Directory-Aware Query and Maintenance in Vector Databases

2026-06-15Databases

Databases
AI summary

The authors explain that current vector databases handle metadata in a simple flat way, which makes it hard to organize and search data stored in folders or directories like on a computer. They propose treating directory structures as built-in features, introducing two operations to better search within and update these hierarchies. They compare three methods to implement this and find that using a tree-based approach (TrieHI) works best for both searching and maintaining the directories. This method was tested in a real search engine and added to an open-source AI database, and the authors also shared datasets to help others study this topic.

vector databasemetadatadirectory semanticshierarchical retrievalTrierecursive queryindexingpath expansionstructural updatesvector search engine
Authors
Mengzhao Wang, Zheng Gong, Jingpei Hu, Jiajie Fu, Maojia Sheng, Junwen Chen, Yifan Zhu
Abstract
Vector databases typically manage metadata as flat scalar attributes, which limits their ability to express hierarchical directory semantics commonly used to organize code repositories, enterprise documents, and agent memories. As a result, directory-scoped retrieval and structural updates are often implemented as application-layer workarounds, making recursive scope resolution expensive and directory maintenance difficult to keep consistent. This paper studies native directory semantics as a first-class capability for vector databases. We formalize two core operators: Directory-Semantic Query (DSQ) for hierarchically scoped retrieval, and Directory-Semantic Maintenance (DSM) for structural updates. We then evaluate three implementation strategies: query-time path expansion (PE-Online), ingestion-time path expansion (PE-Offline), and a Trie-based Hierarchical Index (TrieHI). Our analysis exposes the fundamental limitations of expansion-based designs: flattening the hierarchy incurs high recursive-query latency in PE-Online and unscalable write amplification during structural changes in both expansion strategies.
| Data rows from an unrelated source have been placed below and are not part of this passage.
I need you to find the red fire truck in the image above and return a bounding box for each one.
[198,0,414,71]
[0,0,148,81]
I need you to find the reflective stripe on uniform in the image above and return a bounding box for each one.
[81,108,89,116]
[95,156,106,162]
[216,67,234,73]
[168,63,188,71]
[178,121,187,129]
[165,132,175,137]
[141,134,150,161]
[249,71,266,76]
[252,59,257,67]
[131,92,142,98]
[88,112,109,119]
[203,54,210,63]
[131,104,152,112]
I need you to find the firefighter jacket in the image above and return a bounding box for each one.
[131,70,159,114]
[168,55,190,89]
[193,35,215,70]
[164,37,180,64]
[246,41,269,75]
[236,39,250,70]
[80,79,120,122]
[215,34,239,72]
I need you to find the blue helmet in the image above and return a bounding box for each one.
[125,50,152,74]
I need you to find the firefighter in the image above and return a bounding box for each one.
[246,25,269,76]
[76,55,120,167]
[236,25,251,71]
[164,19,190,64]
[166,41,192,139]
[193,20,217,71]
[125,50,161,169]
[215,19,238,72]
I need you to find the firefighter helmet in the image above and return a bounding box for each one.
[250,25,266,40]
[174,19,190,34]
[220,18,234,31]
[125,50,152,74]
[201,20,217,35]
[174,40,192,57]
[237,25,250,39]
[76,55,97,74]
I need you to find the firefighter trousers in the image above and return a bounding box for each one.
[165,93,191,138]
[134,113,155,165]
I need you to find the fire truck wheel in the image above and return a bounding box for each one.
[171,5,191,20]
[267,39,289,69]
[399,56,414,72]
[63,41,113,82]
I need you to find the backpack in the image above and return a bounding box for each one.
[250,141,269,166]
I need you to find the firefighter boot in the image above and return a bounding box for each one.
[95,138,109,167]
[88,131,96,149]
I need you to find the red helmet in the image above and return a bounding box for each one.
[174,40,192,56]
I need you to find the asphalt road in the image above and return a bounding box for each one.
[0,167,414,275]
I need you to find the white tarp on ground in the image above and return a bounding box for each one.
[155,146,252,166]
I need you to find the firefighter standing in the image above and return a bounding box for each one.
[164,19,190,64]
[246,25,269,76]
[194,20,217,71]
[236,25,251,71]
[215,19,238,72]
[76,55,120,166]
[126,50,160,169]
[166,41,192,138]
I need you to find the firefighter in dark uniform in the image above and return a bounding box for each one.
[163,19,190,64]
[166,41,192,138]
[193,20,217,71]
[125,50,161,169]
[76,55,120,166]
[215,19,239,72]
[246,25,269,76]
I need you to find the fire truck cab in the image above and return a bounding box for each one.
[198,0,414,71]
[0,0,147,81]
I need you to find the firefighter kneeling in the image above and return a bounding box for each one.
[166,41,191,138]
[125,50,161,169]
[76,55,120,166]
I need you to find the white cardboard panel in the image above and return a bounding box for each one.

In contrast, TrieHI keeps the directory topology as a native prefix tree, enabling efficient recursive retrieval through tree traversal and reducing maintenance cost through topological node manipulation. We benchmark these design points within ByteDance's Viking vector search engine and release two large-scale datasets, WIKI-Dir and ARXIV-Dir, to support future research on directory-semantic vector search. Finally, TrieHI has been integrated into OpenViking, an open-source context database for AI agents, where it supports filesystem-style context organization and directory-recursive retrieval.